6. 1. Suppose that $b$ belongs to ${\ell }^{\mathsf{p}}(\mathbb{N})$ which means $$\sum _{n=1}^{\mathrm{\infty }}|b(n){|}^p<\mathrm{\infty }$$ and note then that $$\sum _{n=1}^{\mathrm{\infty }}|(Tb)(n){|}^p=\sum _{n=2}^{\mathrm{\infty }}|b(n){|}^p\le \sum _{n=1}^{\mathrm{\infty }}|b(n){|}^p<\mathrm{\infty }$$ so $T(b)$ also belongs to ${\ell }^{\mathsf{p}}$.
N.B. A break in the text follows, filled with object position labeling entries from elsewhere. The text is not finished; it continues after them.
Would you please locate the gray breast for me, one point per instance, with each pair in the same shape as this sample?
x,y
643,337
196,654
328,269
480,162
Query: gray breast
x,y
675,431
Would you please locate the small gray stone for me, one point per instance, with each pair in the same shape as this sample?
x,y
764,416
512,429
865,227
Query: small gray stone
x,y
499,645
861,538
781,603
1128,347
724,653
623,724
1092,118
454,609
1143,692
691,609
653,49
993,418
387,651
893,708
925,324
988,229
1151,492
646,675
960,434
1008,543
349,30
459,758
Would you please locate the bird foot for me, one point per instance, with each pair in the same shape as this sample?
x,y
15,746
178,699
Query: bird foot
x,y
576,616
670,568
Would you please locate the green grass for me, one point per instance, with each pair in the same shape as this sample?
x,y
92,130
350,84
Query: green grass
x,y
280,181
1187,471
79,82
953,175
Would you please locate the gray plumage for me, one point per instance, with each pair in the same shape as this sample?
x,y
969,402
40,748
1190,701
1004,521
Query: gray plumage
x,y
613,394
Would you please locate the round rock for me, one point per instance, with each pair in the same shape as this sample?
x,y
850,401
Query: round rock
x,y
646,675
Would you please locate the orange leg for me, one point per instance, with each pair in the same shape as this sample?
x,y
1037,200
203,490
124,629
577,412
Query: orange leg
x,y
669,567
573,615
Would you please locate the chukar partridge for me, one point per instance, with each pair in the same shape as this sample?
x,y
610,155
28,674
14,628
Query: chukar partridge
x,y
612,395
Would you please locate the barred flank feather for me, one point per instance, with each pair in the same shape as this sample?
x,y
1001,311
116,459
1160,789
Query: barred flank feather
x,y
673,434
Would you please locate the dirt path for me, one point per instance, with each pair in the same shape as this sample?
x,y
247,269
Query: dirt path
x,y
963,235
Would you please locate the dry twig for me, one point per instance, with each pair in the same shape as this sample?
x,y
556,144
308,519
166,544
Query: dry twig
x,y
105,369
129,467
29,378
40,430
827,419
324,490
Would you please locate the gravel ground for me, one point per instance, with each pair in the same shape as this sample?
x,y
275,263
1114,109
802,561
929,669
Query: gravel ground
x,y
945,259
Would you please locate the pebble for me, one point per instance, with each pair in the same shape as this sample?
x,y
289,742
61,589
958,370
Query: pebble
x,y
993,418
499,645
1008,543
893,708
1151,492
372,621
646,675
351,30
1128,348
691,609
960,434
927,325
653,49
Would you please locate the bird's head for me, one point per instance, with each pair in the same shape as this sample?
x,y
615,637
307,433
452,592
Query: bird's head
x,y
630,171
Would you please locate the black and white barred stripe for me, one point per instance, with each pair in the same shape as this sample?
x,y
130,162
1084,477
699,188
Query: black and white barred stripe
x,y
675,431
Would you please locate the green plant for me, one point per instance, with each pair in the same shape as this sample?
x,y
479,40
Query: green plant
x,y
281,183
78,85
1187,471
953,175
   2. Take $b(n)=2^{-n}$. We have $$\Vert b{\Vert }_{\mathsf{1}}=1\Vert T(b){\Vert }_{\mathsf{1}}={\displaystyle \frac{1}{2}}$$ so $T$ does not preserve the norms of elements in e.g. ${\ell }^{\mathsf{1}}(\mathbb{N})$ and is therefore not an isometry.
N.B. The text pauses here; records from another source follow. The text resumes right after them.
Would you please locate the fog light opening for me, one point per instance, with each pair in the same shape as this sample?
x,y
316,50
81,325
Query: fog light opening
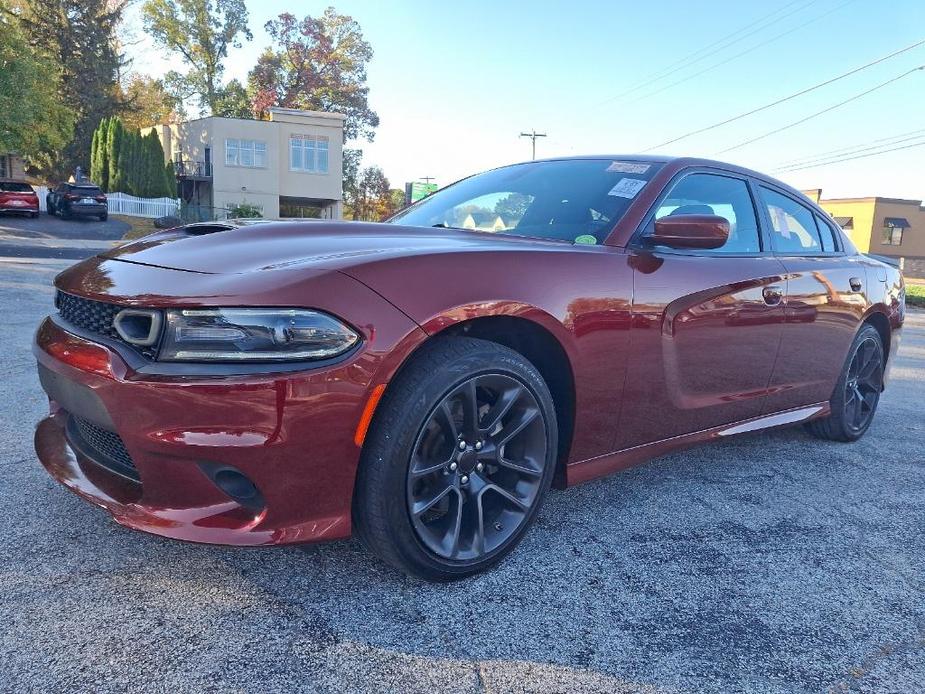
x,y
234,484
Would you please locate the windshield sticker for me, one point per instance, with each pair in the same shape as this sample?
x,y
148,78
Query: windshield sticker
x,y
627,188
627,167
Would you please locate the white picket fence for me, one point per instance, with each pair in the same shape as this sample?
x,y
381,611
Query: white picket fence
x,y
121,203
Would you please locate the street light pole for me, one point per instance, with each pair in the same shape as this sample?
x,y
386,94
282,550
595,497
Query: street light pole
x,y
533,135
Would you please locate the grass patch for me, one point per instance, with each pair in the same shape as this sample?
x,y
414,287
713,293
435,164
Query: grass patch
x,y
915,295
141,226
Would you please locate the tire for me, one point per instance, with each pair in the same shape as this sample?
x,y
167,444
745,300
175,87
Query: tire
x,y
422,415
859,386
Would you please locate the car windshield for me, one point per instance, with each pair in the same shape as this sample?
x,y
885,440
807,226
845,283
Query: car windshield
x,y
577,200
14,187
87,190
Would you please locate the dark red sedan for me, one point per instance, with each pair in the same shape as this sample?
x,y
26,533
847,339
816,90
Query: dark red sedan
x,y
17,196
425,381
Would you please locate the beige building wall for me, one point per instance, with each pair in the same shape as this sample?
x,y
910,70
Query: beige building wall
x,y
262,186
868,222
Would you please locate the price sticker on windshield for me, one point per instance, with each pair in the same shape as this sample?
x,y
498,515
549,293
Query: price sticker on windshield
x,y
627,167
627,188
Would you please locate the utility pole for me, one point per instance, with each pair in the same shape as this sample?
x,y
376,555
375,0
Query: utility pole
x,y
533,137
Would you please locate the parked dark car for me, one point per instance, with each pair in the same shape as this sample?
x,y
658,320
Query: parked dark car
x,y
17,196
423,385
77,200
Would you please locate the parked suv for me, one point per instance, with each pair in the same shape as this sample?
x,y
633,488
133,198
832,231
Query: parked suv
x,y
77,199
16,196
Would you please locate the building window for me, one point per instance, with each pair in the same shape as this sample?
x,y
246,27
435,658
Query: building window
x,y
893,230
251,154
308,153
892,236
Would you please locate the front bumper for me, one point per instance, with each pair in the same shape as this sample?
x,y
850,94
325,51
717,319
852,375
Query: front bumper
x,y
291,435
89,210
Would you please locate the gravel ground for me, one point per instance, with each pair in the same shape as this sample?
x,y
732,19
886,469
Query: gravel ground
x,y
771,562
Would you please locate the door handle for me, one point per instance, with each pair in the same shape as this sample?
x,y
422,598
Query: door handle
x,y
772,295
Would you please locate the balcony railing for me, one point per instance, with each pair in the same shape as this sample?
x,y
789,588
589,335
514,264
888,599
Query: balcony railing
x,y
193,169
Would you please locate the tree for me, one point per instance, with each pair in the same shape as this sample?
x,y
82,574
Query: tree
x,y
34,120
374,201
351,179
115,179
513,205
233,102
147,102
79,38
317,64
200,32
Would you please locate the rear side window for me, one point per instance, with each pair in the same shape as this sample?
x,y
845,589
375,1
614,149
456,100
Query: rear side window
x,y
793,228
14,187
717,195
826,235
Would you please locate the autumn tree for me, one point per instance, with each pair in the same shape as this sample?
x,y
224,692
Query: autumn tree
x,y
147,102
200,32
79,38
373,201
33,120
317,63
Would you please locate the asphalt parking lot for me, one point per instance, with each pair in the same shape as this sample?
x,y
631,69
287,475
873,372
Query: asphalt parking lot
x,y
769,562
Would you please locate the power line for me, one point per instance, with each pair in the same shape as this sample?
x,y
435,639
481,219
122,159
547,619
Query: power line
x,y
787,98
860,156
851,149
751,49
819,113
533,135
686,61
856,150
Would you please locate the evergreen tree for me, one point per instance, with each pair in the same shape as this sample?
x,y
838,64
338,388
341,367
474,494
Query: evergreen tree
x,y
170,180
113,154
79,38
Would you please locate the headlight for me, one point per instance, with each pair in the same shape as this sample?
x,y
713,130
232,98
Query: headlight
x,y
253,334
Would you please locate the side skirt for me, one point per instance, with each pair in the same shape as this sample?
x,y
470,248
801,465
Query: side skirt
x,y
586,470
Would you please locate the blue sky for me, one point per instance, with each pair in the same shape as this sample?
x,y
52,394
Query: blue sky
x,y
454,83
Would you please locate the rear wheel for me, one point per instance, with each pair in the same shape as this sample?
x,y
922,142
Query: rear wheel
x,y
458,460
857,393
7. Define $\rho :\mathsf{C}(I_n)\to \mathbb{R}$ by $$\rho (f)=\underset{n}{\overset{n+1}{\int }}f(x)\mathsf{d}x$$ and note, by properties of the Riemann integral, that $\rho$ is linear and satisfies $$|\rho (f)|\le \Vert f{\Vert }_{\mathsf{u}}$$ for all $f\in \mathsf{C}(I_n)$. Moreover, when $f\ge 0$ we have $\rho (f)\ge 0$. There is therefore - by the Riesz representation thorem - a measure ${\mu }_n$ on the Borel subsets of $I_n$ such that $$\underset{n}{\overset{n+1}{\int }}f(x)\mathsf{d}x=\int f\mathsf{d}{\mu }_n$$ for all $f\in \mathsf{C}(I_n)$.
   
   By properties of the Riemann integral, we have for every compactly supported continuous function $f:\mathbb{R}\to \mathbb{R}$ that $$\int f\mathsf{d}\lambda =\underset{-\mathrm{\infty }}{\overset{\mathrm{\infty }}{\int }}f(x)\mathsf{d}x=\sum _{n\in \mathbb{Z}}\int f\mathsf{d}{\mu }_n$$ with the indefinite Riemann integral existing because $f=0$ outside some large interval $[-A,A]$. By suitably approximating $1_{(a,b)}$ by continuous functions for all $a<b\in \mathbb{R}$ one can show that $$\lambda ((a,b))=\sum _{n\in \mathbb{Z}}{\mu }_n((a,b))$$ for all such intervals.